Через несколько кварталов мы стояли над низиной вдоль реки, глядя сверху на жавшиеся друг к другу лачуги и людей, стоящих в очереди за едой перед «Добро пожаловать». Из-за сильного дождя накануне я искренне беспокоился за этих людей и их самодельные укрытия. Я не заметил признаков того, чтобы что-то смыло в реку и унесло, но все в Гувервилле передвигались по колено в грязи и, несмотря на вышедшее после грозы яркое солнце, ходили сгорбившись, будто потоп все еще обрушивается на них.
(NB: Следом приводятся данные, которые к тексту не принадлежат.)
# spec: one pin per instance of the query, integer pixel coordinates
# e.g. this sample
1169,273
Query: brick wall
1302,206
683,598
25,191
– Думаешь, я об этом не знаю? – спросила Долли напряженным голосом, граничащим с гневом.
– Я просто хотел, чтобы ты поняла, почему я не могу позволить тебе купить мне все эти новые вещи. Не думаю, что смогу носить их, не чувствуя себя виноватым.
– Думаешь, мне должно быть стыдно носить это?